If we focus specifically on the medium of video, 90% of brands’ advertising budgets are still committed to linear TV. There is no denying that the overall growth in video consumption is increasing, and although linear TV viewing and advertising investment is strong and stable, the growth is driven by online platforms rather than by traditional broadcasters.
A clear example of this was demonstrated last year by TAM Ireland which, in conjunction with Nielsen, released a piece of research the first of its kind in this market. According to this ‘moment in time’ study, 20% of video consumption for Adults 15+ is through online video, with the other 80% taken up by traditional TV; live and recorded. If we look at younger audiences, such as A15-34, the move to online video comes into sharper focus, with 44% of video consumption by this age group through online platforms.
Brands need to continue investing creative and media resource in linear TV, but the time has come to consider how online video platforms require a different approach.

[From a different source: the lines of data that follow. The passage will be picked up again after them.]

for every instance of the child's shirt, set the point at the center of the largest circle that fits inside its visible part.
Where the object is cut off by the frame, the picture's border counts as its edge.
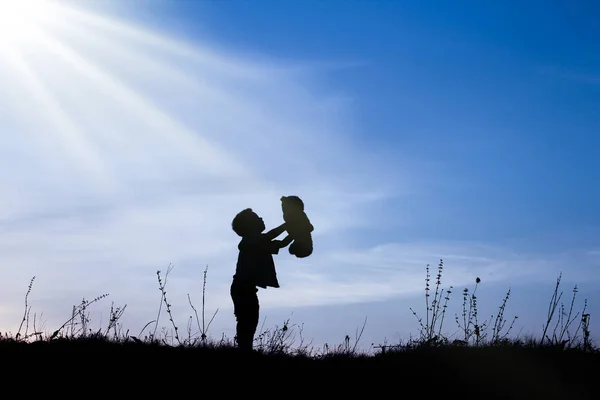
(255, 263)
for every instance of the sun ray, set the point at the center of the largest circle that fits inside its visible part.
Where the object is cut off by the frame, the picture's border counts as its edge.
(204, 55)
(200, 152)
(71, 138)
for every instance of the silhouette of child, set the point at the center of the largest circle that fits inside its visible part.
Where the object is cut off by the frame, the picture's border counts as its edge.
(255, 267)
(298, 226)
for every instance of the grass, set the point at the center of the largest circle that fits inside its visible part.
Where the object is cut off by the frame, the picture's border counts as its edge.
(481, 357)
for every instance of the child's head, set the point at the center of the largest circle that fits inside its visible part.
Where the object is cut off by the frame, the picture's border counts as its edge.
(247, 222)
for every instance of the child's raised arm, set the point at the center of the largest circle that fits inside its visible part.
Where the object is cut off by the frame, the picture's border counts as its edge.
(273, 233)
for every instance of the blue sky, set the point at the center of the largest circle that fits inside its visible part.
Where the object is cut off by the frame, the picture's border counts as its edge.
(414, 131)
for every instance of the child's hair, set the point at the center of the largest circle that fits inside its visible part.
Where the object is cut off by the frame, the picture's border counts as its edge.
(244, 222)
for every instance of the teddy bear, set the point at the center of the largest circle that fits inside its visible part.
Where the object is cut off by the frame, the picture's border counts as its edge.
(298, 226)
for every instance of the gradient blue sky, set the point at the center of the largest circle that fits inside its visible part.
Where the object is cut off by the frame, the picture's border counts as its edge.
(414, 130)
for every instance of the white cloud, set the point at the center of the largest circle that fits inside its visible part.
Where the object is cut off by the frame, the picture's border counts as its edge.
(126, 151)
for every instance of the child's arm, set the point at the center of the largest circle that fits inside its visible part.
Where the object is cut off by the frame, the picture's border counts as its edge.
(287, 240)
(280, 244)
(273, 233)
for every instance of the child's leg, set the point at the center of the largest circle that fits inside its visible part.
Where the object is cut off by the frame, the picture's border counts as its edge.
(246, 310)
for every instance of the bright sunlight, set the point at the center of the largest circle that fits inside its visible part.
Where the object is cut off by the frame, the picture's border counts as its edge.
(19, 16)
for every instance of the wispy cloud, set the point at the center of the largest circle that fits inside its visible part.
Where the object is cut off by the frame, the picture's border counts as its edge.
(126, 151)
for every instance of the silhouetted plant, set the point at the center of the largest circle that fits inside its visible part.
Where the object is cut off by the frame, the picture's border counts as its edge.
(431, 328)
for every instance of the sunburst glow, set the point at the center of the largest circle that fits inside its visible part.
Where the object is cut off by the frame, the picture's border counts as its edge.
(18, 17)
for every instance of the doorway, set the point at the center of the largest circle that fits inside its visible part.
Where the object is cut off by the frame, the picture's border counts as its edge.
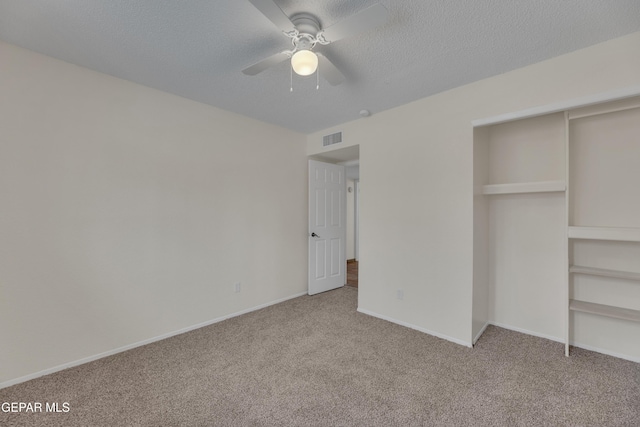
(349, 157)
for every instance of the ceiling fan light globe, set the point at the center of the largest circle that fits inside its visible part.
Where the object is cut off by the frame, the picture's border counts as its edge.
(304, 62)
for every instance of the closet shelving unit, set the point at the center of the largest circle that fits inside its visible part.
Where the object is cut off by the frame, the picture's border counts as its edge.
(524, 187)
(604, 114)
(601, 254)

What Does this Mean for Advertisers?
Advertisers need to ensure their strategy is tailored to the platform from which consumers are viewing their content. Whether it’s short-form YouTube content, or long-form broadcaster video, consumed on mobile or desktop, advertisers need to ensure they approach each platform separately to provide the smoothest experience for the user on the player. Key to this is the length of the video ad that is served to the user. Locally, we believe over 50% of video ads are regurgitating the TV ad online, which is beginning to have a negative impact on both video in general, but more importantly on the brands’ advertising.
Over the last six months in Core, we analysed over 300m online video impressions in Ireland and found some alarming statistics:
• 75% of ads are skipped when the consumer is given the option;
• Completion rates for ads longer than 30 seconds is 14%;
• Completion rates for ads longer than 20 seconds is 42%.

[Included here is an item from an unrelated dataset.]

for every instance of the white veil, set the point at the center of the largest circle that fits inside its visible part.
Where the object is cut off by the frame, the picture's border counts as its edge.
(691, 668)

In parallel, our research team also surveyed 1,000 people and organised eight focus groups to obtain people’s perceptions of the online video market. Once again, the outcome was not positive:
• 60% are concerned there is too much video on demand advertising;
• 68% are concerned video on demand advertising will continue to increase;
• 35% get frustrated with video on demand advertising, as they want to watch their programme;
• 75% will try to skip the ad;
• 80% will skip the VOD advert in less than 20 seconds.
In summary, users are getting more frustrated than ever with online video as advertising budgets increasingly move to these platforms. And potentially we are now at crisis point, as bad practices are starting to have an impact on both video players and the brands themselves.
We Are At a Crossroads
Even though consumers are getting more frustrated, the possibility of moving their behaviour to a paid or subscription model, such as Netflix, is less likely in the short-term.
From our research, the average price they are willing to pay for paid video content online is €8.10 per month. This would exclude them from most online platforms. Amazon Prime’s hybrid model is a viable alternative, but we believe a fully ad-funded model, as with RTE’s Player or Facebook, is still the future of the industry.
So, What’s Next for Advertisers?
With this in mind, the advertising industry must work to improve the online video experience. There is no doubt that viewers will continue to migrate to online platforms, so now is the time for a different approach.
To avoid intrusive behaviour in the online video market, we are proposing that advertisers follow these standard guidelines when creating their video strategy:
• Tailor your content to the platform for best user-experience.
The following lengths are recommended based on our data analysis:
• 10 seconds for short-form (less than 15 mins);
• 20 seconds for long-form (15 mins +);
• Include branding or call to action at the start of the ad – remember, 75% of people skip ads on YouTube.
By 2020, it is predicted that more than 35% of video consumption will occur online. Small, but significant changes are already occurring across key demographics which advertisers are still not embracing. If 50% of ad copy online is still based on linear TV, the potential of damaging the perception of your brand to consumers is higher than ever. If this isn’t actioned soon, consumers will be pushed to paid channels reducing the opportunity to advertise across one of the most powerful media channels.